The Circuit Court’s decision in favor of the employer mandate came just nine days after the federal government put off for a year, until January 1, 2015, that requirement, which applies to employers with more than 50 employees. If such employers do not have coverage by the deadline, they face penalties of up to $2,000 for each employee.
The new ruling came in the case of Liberty University v. Lew (Treasury Secretary), in Circuit docket 10-2347. The Supreme Court had sent the case back to the Fourth Circuit to rule on constitutional challenges that the Justices did not decide when they ruled on major parts of the health care law a year ago. The Supreme Court decision said nothing about the validity of the employer mandate.
Even though the Supreme Court had upheld the individual mandate under Congress’s taxing power, five of the Justices declared that Congress did not have the authority to pass that part of the law under its Commerce Clause powers. The Fourth Circuit, however, based its decision in favor of the employer mandate directly on the lawmakers’ sweeping power to regulate commercial activity among the states.
Business firms are engaged in commerce, the Circuit Court said, and so the employer mandate did not create economic activity in order for the government to regulate it. That was the argument that the five Justices used in their rejection of the Commerce Clause defense of the individual mandate.
The Circuit Court declared: “The employer mandate is no monster” — a word that four Justices had used last year to describe the individual mandate. Rather, the Circuit Court said, the employer mandate “is simply another example of Congress’s longstanding authority to regulate employee compensation offered and paid for by employers in interstate commerce….All employers are, by their very nature, engaged in economic activity.”
In addition, the Circuit Court said, the employer mandate does not require firms’ management to buy an unwanted product. They can self-insure instead of buying coverage elsewhere, and many do, the opinion noted.
The decision went on to say that the financial penalty that employers who fail to provide health insurance for their workers is, like the financial penalty for individuals who fail to obtain insurance for themselves, a form of tax that is constitutional. For that part of its ruling, the panel relied upon reasoning the Supreme Court had used last year regarding the penalty on individuals.
In the concluding parts of the Fourth Circuit decision, it rejected claims by Liberty University that both the individual and employer mandates violate the First Amendment religious freedom rights of the university and of its workers who object to being required to have health insurance. Those claims also were based upon a federal law, the Religious Freedom Restoration Act. The mandates do not impose a significant burden on the challengers’ religious views, the panel declared.
And it rejected an argument that, because the mandates have some exceptions, their application to Liberty University and its employees discriminates against them.
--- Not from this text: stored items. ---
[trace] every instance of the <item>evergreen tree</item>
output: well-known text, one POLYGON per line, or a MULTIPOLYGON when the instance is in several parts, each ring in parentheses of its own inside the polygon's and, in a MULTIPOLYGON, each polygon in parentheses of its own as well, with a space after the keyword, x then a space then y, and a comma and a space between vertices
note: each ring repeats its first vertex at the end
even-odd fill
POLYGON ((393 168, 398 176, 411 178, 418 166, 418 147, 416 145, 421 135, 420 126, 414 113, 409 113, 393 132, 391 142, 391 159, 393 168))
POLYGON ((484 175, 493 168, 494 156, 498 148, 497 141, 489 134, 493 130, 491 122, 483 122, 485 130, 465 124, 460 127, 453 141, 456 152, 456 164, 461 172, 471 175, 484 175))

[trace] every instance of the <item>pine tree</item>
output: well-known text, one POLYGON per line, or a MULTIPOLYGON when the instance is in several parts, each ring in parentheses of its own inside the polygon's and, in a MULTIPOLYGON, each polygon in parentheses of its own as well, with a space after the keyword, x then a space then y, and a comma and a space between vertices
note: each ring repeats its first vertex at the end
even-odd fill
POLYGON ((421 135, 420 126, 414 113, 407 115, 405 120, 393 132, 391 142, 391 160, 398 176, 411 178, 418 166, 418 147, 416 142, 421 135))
The Circuit Court treated as a belated claim, and thus did not rule on it, a challenge by Liberty University and its employees to federal regulations that require employers — with some exceptions — to provide birth control services and birth-preventive services, including abortion, as part of their health plans for their workers. The challengers did not mention that, the court said, in their first appeal to the Circuit Court, or in their appeal to the Supreme Court. When the Supreme Court sent this case back to the Fourth Circuit for further review, the panel said, the Justices did not mention this issue at all.
The Circuit Court’s fifty-two-page opinion was written jointly by Circuit Judges Diana Gribbon Motz, Andre M. Davis, and James A. Wynn, Jr. Liberty University and its employees have the option of asking the full Circuit Court to reconsider the case en banc, and the separate option of seeking review again at the Supreme Court.